The code that runs on Mars was always written by career programmers, not the rocket scientists. It was the mentality that they didn't have to carefully plan resource use, or even care too much about it, and if it didn't work, they could just ship a patch was just a giant cultural shock for them, because it was so different from how they wrote mission critical software in the last several decades.
Is there anywhere to read about what CI/CD looks like for a Mars rover? Curious what a pipeline for something like that looks like and how they account for bugs, what kinds of conventions they must use to keep errors from occurring.
What's really interesting is that this has almost always been a debate. Back in the 80s, the average microcomputer could basically do nothing by today's standards. But they were still faster than a human. They were so fast in fact that most people used them with a very slow interpreted language called BASIC which was perhaps a hundred times slower than machine language and ate up a lot of the very precious memory. Still, people did a certain amount of useful work with these systems, ran businesses, managed finances, simulated reactors, etc.

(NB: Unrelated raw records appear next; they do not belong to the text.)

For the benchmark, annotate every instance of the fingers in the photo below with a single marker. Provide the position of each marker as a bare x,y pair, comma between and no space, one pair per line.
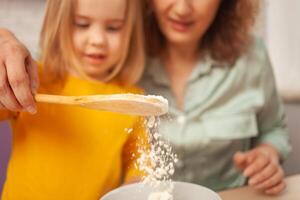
32,70
260,162
19,81
276,189
1,106
7,98
240,159
265,174
272,181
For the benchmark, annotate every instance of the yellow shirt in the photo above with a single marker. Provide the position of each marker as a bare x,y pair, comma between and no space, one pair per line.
68,152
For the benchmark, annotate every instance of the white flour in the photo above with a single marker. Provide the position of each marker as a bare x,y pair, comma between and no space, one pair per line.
158,162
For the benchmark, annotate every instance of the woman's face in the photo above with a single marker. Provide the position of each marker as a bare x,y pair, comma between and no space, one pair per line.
184,22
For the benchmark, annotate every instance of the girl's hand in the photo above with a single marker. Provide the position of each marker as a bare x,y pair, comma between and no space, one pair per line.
261,166
18,75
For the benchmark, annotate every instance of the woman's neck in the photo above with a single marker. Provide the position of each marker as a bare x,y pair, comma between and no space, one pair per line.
182,55
179,63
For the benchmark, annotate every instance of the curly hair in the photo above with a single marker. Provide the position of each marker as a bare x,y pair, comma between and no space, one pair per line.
226,39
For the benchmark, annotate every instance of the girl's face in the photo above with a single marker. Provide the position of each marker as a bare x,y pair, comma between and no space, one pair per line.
184,22
97,38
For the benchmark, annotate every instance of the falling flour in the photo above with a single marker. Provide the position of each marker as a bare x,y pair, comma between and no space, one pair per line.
157,162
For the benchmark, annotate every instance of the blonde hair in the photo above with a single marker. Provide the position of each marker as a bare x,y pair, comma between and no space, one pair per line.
57,52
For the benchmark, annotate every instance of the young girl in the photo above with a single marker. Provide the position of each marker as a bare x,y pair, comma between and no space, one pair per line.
221,91
65,152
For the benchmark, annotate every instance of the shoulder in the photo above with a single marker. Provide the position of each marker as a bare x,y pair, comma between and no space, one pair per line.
255,60
256,56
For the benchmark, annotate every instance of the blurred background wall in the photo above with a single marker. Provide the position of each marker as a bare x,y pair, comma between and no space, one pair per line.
278,24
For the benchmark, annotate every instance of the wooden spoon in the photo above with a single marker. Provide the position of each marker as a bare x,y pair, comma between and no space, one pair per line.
122,103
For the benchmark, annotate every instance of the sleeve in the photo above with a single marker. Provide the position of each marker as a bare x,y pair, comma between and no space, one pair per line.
271,118
136,145
5,115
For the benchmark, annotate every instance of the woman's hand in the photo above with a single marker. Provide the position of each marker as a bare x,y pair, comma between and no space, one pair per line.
261,166
18,75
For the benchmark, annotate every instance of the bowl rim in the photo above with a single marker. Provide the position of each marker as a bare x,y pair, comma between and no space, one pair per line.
175,182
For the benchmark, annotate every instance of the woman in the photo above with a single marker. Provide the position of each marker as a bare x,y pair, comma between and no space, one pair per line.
222,94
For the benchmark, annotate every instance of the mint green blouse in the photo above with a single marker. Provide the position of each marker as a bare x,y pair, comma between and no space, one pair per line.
226,109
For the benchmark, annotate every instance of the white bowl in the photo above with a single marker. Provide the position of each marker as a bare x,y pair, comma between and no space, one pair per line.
182,191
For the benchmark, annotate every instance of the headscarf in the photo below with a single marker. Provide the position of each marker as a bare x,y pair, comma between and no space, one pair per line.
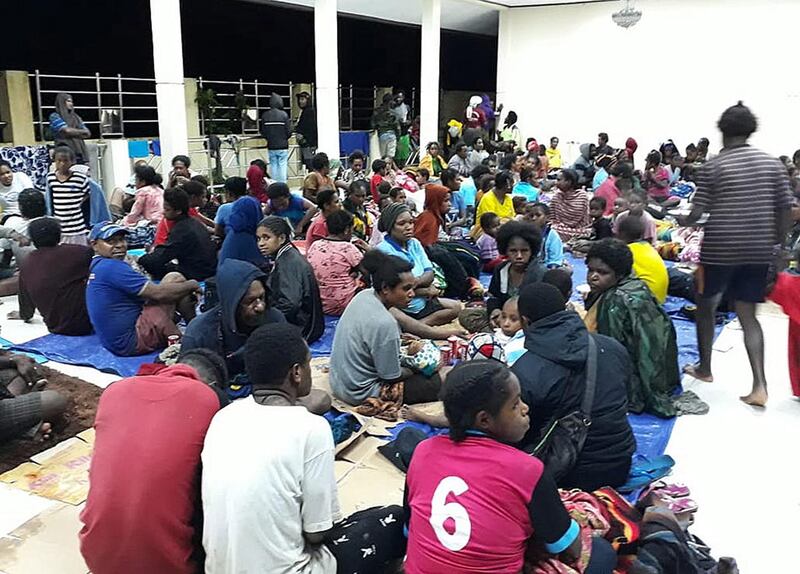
73,120
390,215
240,240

"The miracle of Ingenuity is that all of these commercially bought, off-the-shelf components worked. Radiation didn't fry the Qualcomm computer. The brutal thermal cycles didn't destroy the battery's storage capacity. Likewise, the avionics, sensors, and cameras all survived despite not being procured with spaceflight-rated mandates."
Somewhat, it will definitely tip the needle for those who are on the fence about their risk posture with radiation. But the surface of Mars is by no means the worst radiation environment. For overall dose levels, the surface of Mars is about 2.5x worse than being on the ISS [0], which is in general a very low radiation environment.

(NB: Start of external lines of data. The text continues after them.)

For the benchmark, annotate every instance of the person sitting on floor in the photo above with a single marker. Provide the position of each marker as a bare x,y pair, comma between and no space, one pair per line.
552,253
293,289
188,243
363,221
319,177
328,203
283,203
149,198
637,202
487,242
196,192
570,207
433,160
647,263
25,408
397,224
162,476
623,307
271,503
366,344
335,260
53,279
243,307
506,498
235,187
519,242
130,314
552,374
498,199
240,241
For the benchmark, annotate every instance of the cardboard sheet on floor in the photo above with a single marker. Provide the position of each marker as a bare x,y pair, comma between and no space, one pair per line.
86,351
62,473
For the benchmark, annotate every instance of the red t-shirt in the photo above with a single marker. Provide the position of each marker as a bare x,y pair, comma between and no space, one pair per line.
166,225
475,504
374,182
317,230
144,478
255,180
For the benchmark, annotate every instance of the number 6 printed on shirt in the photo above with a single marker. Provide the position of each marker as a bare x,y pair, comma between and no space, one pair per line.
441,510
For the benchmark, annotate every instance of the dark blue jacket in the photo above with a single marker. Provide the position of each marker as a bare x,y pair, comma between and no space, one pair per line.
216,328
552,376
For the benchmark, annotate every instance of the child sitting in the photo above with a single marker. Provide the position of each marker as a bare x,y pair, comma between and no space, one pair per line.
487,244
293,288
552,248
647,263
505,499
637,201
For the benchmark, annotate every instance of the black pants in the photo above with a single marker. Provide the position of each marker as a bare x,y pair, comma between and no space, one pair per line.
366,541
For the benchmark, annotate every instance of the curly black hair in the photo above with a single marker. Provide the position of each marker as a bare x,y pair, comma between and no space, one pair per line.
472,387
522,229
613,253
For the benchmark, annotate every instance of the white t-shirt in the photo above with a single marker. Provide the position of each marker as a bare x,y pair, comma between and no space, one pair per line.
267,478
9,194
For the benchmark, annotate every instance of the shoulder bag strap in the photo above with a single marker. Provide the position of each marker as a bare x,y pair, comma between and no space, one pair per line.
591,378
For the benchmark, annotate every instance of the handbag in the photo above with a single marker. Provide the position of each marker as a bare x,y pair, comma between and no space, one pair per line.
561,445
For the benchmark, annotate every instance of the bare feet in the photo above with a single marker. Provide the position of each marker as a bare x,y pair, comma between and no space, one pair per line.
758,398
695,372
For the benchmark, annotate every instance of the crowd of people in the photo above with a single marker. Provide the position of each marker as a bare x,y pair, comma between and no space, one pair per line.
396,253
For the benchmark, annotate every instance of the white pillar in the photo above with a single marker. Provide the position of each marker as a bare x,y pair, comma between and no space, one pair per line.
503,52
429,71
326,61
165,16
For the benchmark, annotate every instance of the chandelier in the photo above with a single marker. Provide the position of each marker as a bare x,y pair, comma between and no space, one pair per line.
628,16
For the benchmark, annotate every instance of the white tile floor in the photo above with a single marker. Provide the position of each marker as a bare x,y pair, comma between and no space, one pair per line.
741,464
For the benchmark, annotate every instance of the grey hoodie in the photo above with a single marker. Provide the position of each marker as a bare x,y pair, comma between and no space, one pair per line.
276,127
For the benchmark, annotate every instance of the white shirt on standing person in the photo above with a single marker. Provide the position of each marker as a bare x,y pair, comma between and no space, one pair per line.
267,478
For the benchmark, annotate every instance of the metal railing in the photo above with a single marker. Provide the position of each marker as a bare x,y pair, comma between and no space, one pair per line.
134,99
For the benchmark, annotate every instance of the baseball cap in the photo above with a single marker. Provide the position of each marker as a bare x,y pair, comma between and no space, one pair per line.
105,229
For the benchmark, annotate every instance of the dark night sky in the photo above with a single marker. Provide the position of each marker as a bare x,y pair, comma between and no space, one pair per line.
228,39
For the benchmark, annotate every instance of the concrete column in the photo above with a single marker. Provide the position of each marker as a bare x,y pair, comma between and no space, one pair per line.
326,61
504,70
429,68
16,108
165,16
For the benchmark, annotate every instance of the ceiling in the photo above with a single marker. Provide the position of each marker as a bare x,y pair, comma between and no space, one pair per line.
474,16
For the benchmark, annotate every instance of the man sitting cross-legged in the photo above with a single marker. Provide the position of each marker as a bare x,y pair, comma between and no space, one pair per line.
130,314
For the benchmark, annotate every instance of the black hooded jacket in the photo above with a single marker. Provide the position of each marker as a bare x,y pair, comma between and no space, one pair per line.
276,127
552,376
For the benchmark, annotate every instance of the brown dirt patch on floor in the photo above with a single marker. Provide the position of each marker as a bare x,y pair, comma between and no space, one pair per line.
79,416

If you look at slide 15 of this presentation [1] "TID (Total Ionizing Dose) Mitigation", the ISS would be in the "LEO-LOW" category on the curve. When you start looking at the MEO and GEO orbits you have to start contending with the trapped proton and electrons of the radiation belts. Not a whole lot in MEO outside of the various GNSS constellations, but tons of things in GEO that still have doses that are orders of magnitude more.
Edit: Also worth noting that the radiation environment for Single Event Effects (SEE) is going to be comparatively worse than the total dose when compared to the ISS. SEE are cause by individual high energy particles. This will be worse on Mars due to the lack of magnetic field. So from that perspective it is quite a bit worse. However, if you go look at my other comments in this thread you can see that they specifically did SEE testing and not TID testing on the Qualcomm chips.
For what it is worth I am confident Sony camera modules can handle about 24-48 hours in the typical boiling water reactor for visual inspections. We had to replace them constantly. Near the fuel band it looked like Mardi gras with all the radio caused static.
Does anyone know what type of camera they used on the rovers.
I'm hoping their market will stay the same or grow as more space missions with human pilots/cargo take place in the future, but I'm thrilled about the possibility of many more 'cheap and cheerful' automated missions running on cheap hardware. Think of all the possibilities that open up if you can deploy 50 little rovers, accepting the fact that you'll lose 10 or 15.
"The processor on Ingenuity is 100 times more powerful than everything JPL has sent into deep space, combined," Tzanetos said. This means that if you add up all of the computing power that has flown on NASA's big missions beyond Earth orbit, from Voyager to Juno to Cassini to the James Webb Space Telescope, the tiny chip on Ingenuity packs more than 100 times the performance.
This is what blows my mind. a 2015 smart phone has more power than everything else. proof that modern programming can be massively wasteful on resources.
> This is what blows my mind. a 2015 smart phone has more power than everything else.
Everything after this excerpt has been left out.